Gradient Descent Doesn't Know Where the Minimum Is: It Only Knows Which Way Is Down

gradient-descent optimization momentum stochastic-gradient-descent math

Backpropagation tells you the gradient: how much each weight should change to reduce the cost. Gradient Descent is the algorithm that actually uses that gradient to update the weights, and its entire job is to minimize the cost function using exactly two pieces of information: which direction reduces the cost, and how big a step to take in that direction. The step size is the learning rate. Set it too high and you overshoot the minimum, bouncing around instead of settling. Set it too low and convergence crawls.

The three variants differ only in how much data they look at before taking that step.

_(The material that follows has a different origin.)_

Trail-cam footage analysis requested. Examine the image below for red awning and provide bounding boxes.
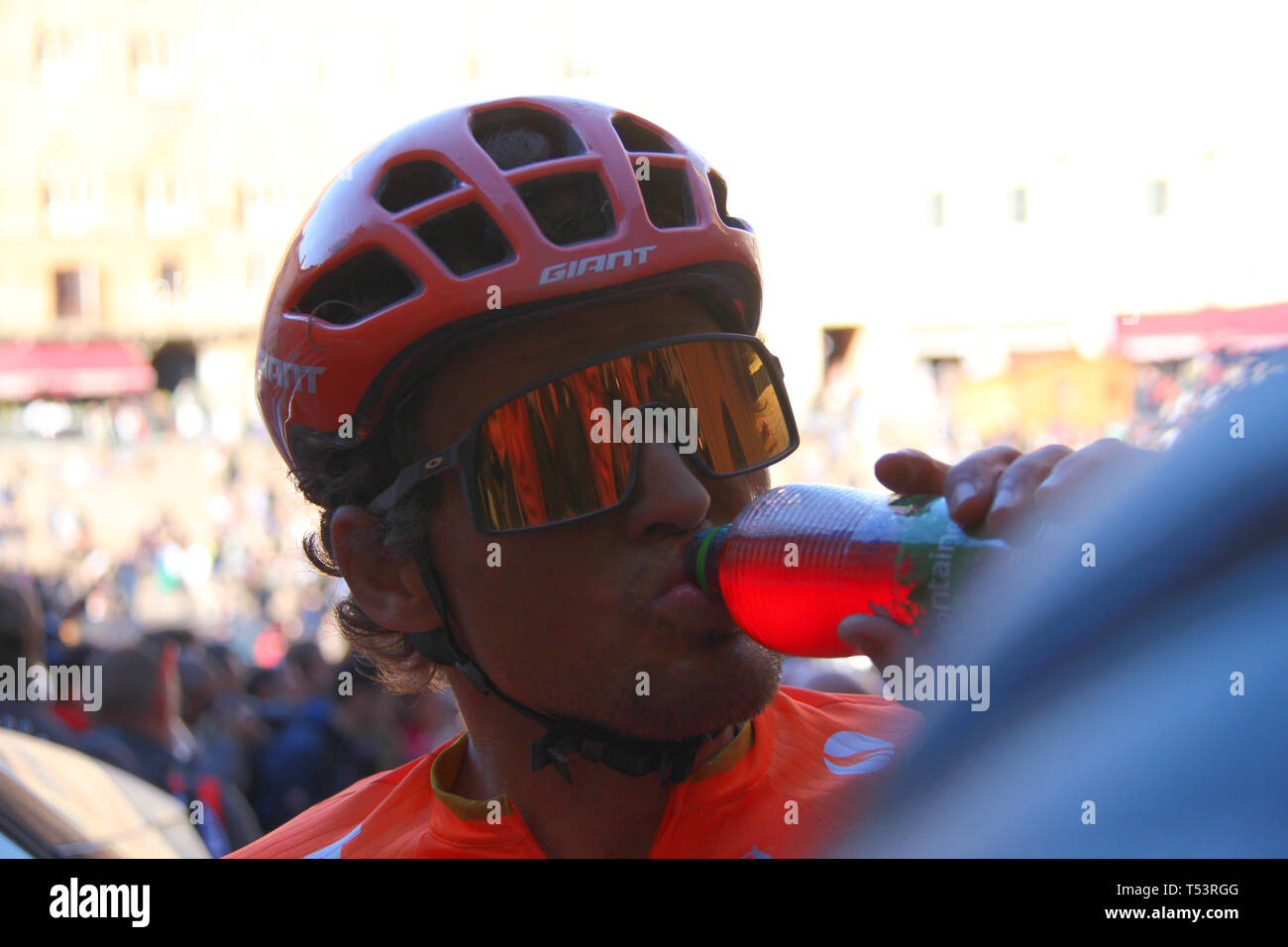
[0,342,158,401]
[1118,303,1288,362]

Batch Gradient Descent computes the gradient using the entire training dataset on every single iteration: $x_{new} = x_{old} - (\eta \times \text{slope of entire data})$ . This gives the most stable, accurate direction, but it's slow to converge and memory-hungry, since every step requires touching every row.

Stochastic Gradient Descent goes to the opposite extreme: one training example per iteration. $x_{new} = x_{old} - (\eta \times \text{slope of one row})$ . Convergence is noisier since each step is based on a single, possibly unrepresentative, data point, but each step is cheap and memory usage stays low.

Mini-Batch Gradient Descent splits the difference: a small batch of rows per iteration instead of one or all. It's the compromise that's actually used in practice almost everywhere, because it keeps the stability of batch descent without the memory cost.

Plain gradient descent has a real weakness: it can oscillate badly across steep, narrow valleys in the cost surface. Momentum fixes this by giving the update a memory of past movement, the same way a ball rolling downhill keeps some of its speed instead of resetting at every step:

v_{new} = \gamma \cdot v_{old} + \eta \cdot \nabla J(\theta) \qquad \theta_{new} = \theta_{old} - v_{new}

Nesterov Accelerated Gradient improves on this further by looking ahead before computing the gradient: first estimate where momentum would carry you ( $\theta_{lookahead} = \theta_{old} - \gamma v_{old}$ ), compute the gradient at that future point instead of the current one, then update velocity and parameters using that lookahead gradient. It converges faster than plain momentum precisely because it's reacting to where it's about to be, not where it already was. AdaGrad, Adam, and RMSProp push this idea one step further, adapting the learning rate per parameter instead of using one global $\eta$ , but that's a story for another day.